Farm groups maintain pressure on immigration bill
By Christine Souza
Agricultural advocates say time is of the essence for farmers who want Congress to adopt a workable immigration program for agricultural employees, now that the House Judiciary Committee has approved a bill that would require employers to use E-Verify, an electronic employment verification system to confirm the work eligibility of newly hired employees against a federal database.
The California Farm Bureau Federation, American Farm Bureau Federation and other agricultural organizations say they will oppose the Legal Workforce Act by Rep.
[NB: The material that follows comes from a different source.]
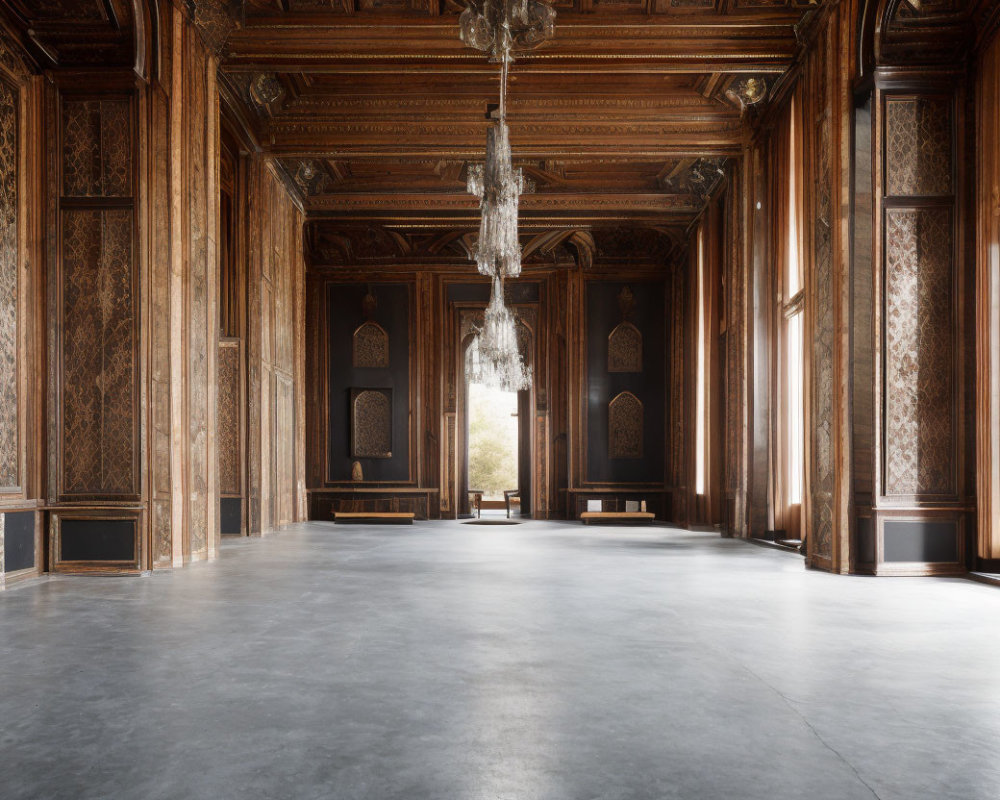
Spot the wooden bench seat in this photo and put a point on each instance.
(618, 517)
(384, 517)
Lamar Smith, R-Texas, if it does not include an agricultural worker program that will allow farmers to maintain a legal work force if E-Verify becomes mandatory.
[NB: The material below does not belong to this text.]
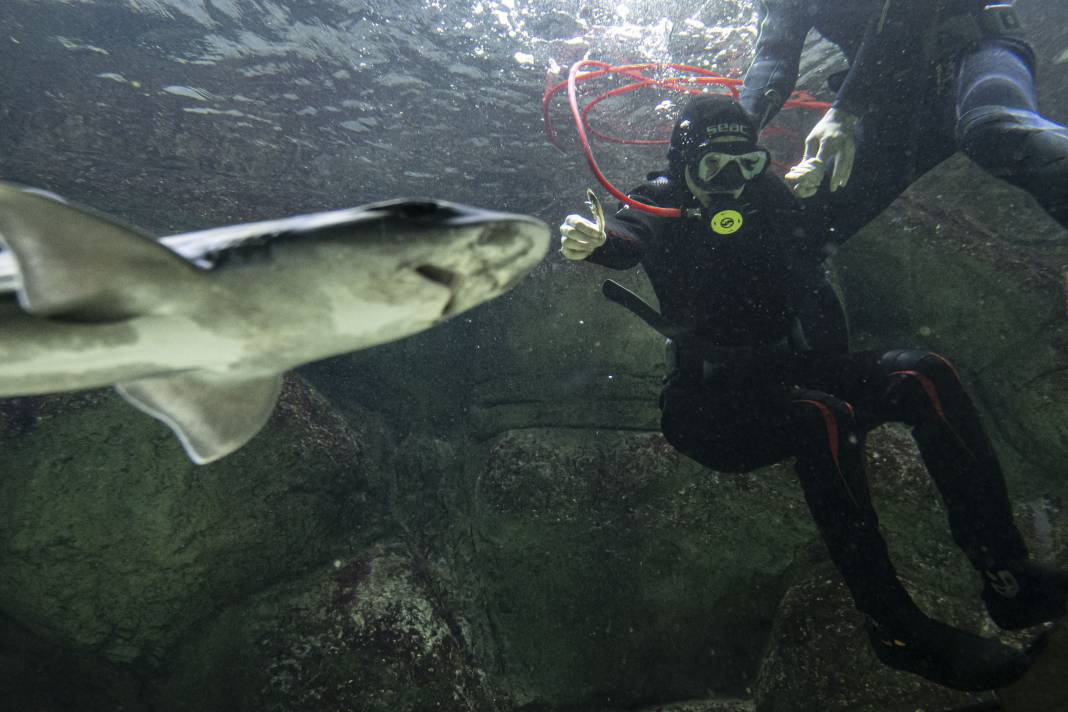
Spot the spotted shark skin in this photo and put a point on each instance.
(198, 329)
CFBF President Paul Wenger says not having a workable, national system in place to hire immigrant agricultural employees poses a serious problem.
"If Congress decides to require farmers to use E-Verify, it must also include a workable program where folks who want to come and work in the United States can go through a process to have legal and secure documentation, follow the harvest and do agricultural work that U.S. workers are unwilling to do," Wenger said.
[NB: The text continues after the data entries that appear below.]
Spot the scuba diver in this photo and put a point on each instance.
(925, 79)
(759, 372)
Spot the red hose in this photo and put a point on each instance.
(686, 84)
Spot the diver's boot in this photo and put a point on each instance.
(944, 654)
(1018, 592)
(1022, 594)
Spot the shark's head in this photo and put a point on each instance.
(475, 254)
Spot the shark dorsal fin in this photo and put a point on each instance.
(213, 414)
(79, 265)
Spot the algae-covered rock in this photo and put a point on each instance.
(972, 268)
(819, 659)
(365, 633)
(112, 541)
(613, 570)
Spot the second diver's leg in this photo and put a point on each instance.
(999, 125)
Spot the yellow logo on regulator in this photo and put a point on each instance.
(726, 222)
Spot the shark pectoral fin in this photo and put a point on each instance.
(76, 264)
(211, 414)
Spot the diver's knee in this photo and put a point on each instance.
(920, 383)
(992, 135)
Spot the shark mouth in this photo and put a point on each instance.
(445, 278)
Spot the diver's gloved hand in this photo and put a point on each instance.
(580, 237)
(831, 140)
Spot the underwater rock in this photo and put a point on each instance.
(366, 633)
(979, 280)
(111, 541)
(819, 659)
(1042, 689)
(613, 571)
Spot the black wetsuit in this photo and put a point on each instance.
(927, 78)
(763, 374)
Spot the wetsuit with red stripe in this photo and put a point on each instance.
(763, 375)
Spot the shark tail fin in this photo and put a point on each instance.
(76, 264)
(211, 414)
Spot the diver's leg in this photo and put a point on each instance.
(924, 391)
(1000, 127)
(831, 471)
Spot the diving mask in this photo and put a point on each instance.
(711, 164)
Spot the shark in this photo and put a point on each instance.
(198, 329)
The Judiciary Committee voted along party lines last week to send Smith's bill, H.R. 2885, to the floor for consideration by the full House.
A grassroots effort among a coalition of agricultural groups, including AFBF, CFBF, Western Growers, the Agriculture Coalition for Immigration Reform, National Council of Farmer Cooperatives, National Milk Producers Federation, United Fresh Produce Association and US Apple, circulated a letter to members of Congress expressing the need for a solution for agriculture. This resulted in considerable resistance about a stand-alone E-Verify bill, Wenger said.
"By keeping agriculture together, this kept pressure on Congress, especially Republican congressional members, so they are aware that an agricultural worker program has to be a part of the E-Verify bill," Wenger said. "It cannot be, 'We'll do E-Verify and we'll take care of ag worker needs later.'"
Craig Regelbrugge, co-chair of the Agriculture Coalition for Immigration Reform and vice president of government relations for the American Nursery and Landscape Association, said although the prospect of mandatory E-Verify could be damaging to farmers and ranchers, it presents an opportunity at the same time.
"We actually have an enhanced opportunity now. Agriculture is at the center of this debate and I think we have a chance to force a debate around what it will actually take," Regelbrugge said. "Mandatory E-Verify is a real problem, but out of this problem we may have an opportunity. But we are going to have to work hard for it; it is not going to just fall in our laps."
CFBF Director of Labor Affairs Bryan Little, who also serves as chief operating officer for the Farm Employers Labor Service, said Farm Bureau and many other farm organizations have been supportive of a proposal developed by Rep. Dan Lungren, R-Gold River, that would create an entirely new, market-based "W" visa program for agricultural workers. Lungren offered his proposal as an amendment to H.R. 2885, but the amendment was ruled "non-germane" by the committee's chairman, Smith.
"It is our understanding that Chairman Smith has promised Rep. Lungren that a program will be included in the E-Verify bill before it reaches the House floor. He also promised Lungren a hearing on the need for an agricultural worker program. We believe this concession is a direct result of grassroots pressure from California farmers who have urged their members of Congress to ensure that an E-Verify bill includes an agricultural worker program," Little said.
Wenger said he believes the efforts by agricultural groups on this issue have made a difference.
"All of agriculture has really stayed together, saying that we need to have a portable, market-driven agricultural worker program that will meet the needs of seasonal and perishable crops," Wenger said. "We've kept all of agriculture together, carrying the same message, which is a huge positive."
Little called this "a critical time" for farmers and ranchers to contact their members of Congress.
"The work that we've done on this up to this point has drawn the attention of members of Congress to the issue, and now is the time to close the deal," he said.